Unlike Trello, Kanbani allows you to apply almost every action to multiple cards in the same way they are applied to a single card:

  1. First, long tap one of the cards you wish to change to display its context menu.
  2. In the menu, tap the central command button – you will see checkboxes appearing next to every card in the list.
  3. Check the cards you want to change. Tap on an unchecked card checks it, on a checked card – displays the menu. Long tap on a checkbox checks or unchecks all cards in that list.
  4. You can check cards in different lists and even different boards. Observe the status line for how many cards are flagged. Names of the board(s) and list(s) having even one card checked are output in red.
  5. Once finished, call the menu by tapping any checked card and perform the operation as if on a single card.
  6. Upon completion, you will notice that the checked cards got marked with a red dot to indicate that they have been modified.

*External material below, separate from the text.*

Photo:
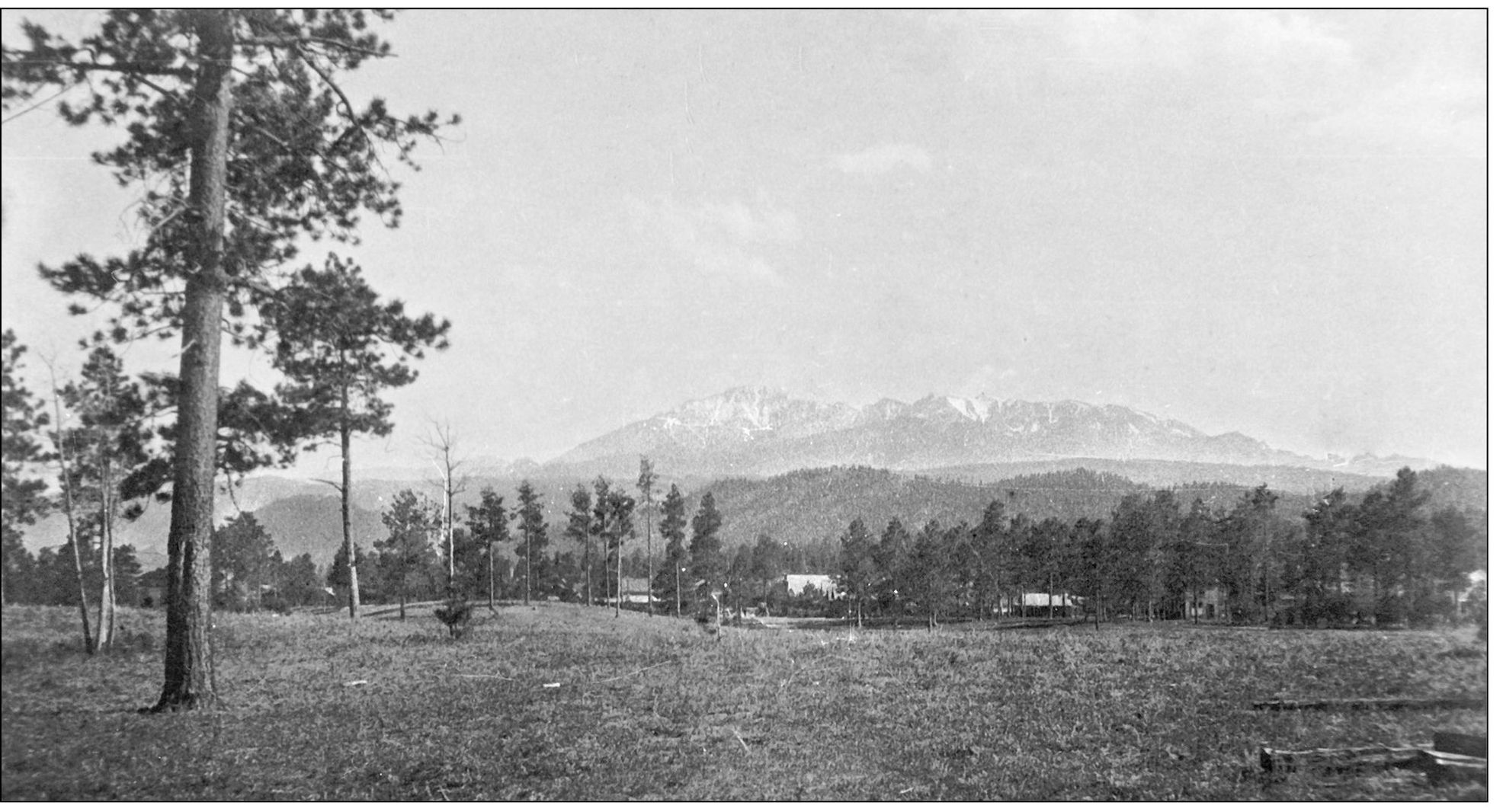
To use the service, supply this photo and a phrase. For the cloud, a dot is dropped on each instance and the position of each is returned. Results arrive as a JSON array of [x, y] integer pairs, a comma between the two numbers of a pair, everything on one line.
[[883, 159], [1430, 110], [985, 380], [720, 238], [1132, 57]]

The dot doesn’t appear if the operation resulted in no change (e.g. picked Due Date was not different for a card)

Press the Back button anytime to cancel the ongoing operation or leave multi-selection mode.

The Pie Menu

Kanbani features an efficient way to operate on cards via what is known as “pie”, “radial” or “marking menu” (Wikipedia). The efficiency is two-fold:

Every user has his own habits and there is no single rule that fits everyone. Similarly to how on the desktop you can configure the speed of a double click, Kanbani allows you to configure the single tap command invocation.

When you tap a card and the menu appears, a timer is started with the value of Long tap lock delay (by default it’s high enough to favor users calling the command using two taps).

As you are getting used to Kanbani, we encourage you to lower Long tap lock delay (to 500 ms, 300 ms or perhaps even 100 ms) and predominantly use the single tap command invocation for much faster and fluid interaction.

The swipe-to-save gesture in the card’s form can also boost your productivity.

Sharing, VCS & ICS File Formats

You can exchange Kanbani data with people that do not have it installed, or with non-Android devices, using the Share command in the card’s context menu. However, some information (like list position or board name) is bound to be lost because it cannot be represented in the target format.

With Share, you can choose one of these formats:

Text This is the simplest format suitable for virtually any application – printing, e-mail, clipboard, etc. Multiple cards can be shared at once, in which case their text data is combined into one string separated with dashes.
VCS/ICS This format is normally used by calendar and contact apps. VCS is an older format while ICS is newer but both are basically the same for Kanbani.